III DOMENICA DEL TEMPO ORDINARIO – ANNO A
Colore Liturgico Verde

Prima Lettura
Nella Galilea delle genti, il popolo vide una grande luce.
Dal libro del profeta Isaìa
Is 8,23b–9,3
In passato il Signore umiliò la terra di Zàbulon
e la terra di Nèftali, ma in futuro renderà gloriosa
la via del mare, oltre il Giordano, Galilea delle genti.
Il popolo che camminava nelle tenebre
ha visto una grande luce;
su coloro che abitavano in terra tenebrosa
una luce rifulse.
Hai moltiplicato la gioia,
hai aumentato la letizia.
Gioiscono davanti a te
come si gioisce quando si miete
e come si esulta quando si divide la preda.

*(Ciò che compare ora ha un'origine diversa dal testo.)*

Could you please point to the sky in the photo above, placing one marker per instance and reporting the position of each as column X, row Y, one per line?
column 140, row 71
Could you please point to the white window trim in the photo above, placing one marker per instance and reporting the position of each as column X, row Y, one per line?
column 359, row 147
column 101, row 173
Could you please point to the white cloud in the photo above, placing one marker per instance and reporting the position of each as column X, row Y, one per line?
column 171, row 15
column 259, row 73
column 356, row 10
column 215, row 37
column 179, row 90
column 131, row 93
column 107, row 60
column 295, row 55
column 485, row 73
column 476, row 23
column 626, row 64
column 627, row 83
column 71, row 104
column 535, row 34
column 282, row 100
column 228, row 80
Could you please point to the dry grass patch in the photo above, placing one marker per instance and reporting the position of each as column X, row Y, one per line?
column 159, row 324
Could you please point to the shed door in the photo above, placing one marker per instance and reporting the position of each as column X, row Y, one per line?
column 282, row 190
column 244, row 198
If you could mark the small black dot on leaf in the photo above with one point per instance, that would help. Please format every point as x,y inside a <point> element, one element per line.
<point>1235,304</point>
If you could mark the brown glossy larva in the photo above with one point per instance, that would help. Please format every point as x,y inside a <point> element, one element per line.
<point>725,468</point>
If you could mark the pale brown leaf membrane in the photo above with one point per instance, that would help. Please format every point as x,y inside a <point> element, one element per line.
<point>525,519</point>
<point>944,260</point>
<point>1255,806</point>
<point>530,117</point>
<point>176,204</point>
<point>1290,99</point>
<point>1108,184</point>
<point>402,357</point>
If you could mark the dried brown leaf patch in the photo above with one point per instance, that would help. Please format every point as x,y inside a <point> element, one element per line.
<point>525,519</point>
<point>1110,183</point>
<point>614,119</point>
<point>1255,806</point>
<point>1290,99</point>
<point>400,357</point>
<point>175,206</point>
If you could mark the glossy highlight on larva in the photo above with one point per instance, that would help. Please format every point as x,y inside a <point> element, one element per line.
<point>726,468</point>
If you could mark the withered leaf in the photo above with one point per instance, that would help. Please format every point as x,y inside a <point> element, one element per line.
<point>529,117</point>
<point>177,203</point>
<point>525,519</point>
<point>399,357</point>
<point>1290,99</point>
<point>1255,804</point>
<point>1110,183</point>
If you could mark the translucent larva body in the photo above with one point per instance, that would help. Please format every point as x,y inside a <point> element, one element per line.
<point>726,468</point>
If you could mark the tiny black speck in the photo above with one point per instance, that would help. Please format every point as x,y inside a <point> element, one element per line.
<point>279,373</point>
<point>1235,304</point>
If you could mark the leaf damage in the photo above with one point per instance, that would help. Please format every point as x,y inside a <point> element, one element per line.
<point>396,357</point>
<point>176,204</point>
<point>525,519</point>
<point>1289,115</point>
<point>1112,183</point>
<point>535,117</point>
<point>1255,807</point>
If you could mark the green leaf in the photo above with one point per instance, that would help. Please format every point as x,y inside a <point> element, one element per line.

Perché tu hai spezzato il giogo che l’opprimeva,
la sbarra sulle sue spalle,
e il bastone del suo aguzzino,
come nel giorno di Màdian.
Parola di Dio.
Salmo Responsoriale
Dal Sal 26 (27)
R. Il Signore è mia luce e mia salvezza.
Il Signore è mia luce e mia salvezza:
di chi avrò timore?
Il Signore è difesa della mia vita:
di chi avrò paura? R.
Una cosa ho chiesto al Signore,
questa sola io cerco:
abitare nella casa del Signore
tutti i giorni della mia vita,
per contemplare la bellezza del Signore
e ammirare il suo santuario. R.
Sono certo di contemplare la bontà del Signore
nella terra dei viventi.
Spera nel Signore, sii forte,
si rinsaldi il tuo cuore e spera nel Signore. R.
Seconda Lettura
Siate tutti unanimi nel parlare, perché non vi siano divisioni tra voi.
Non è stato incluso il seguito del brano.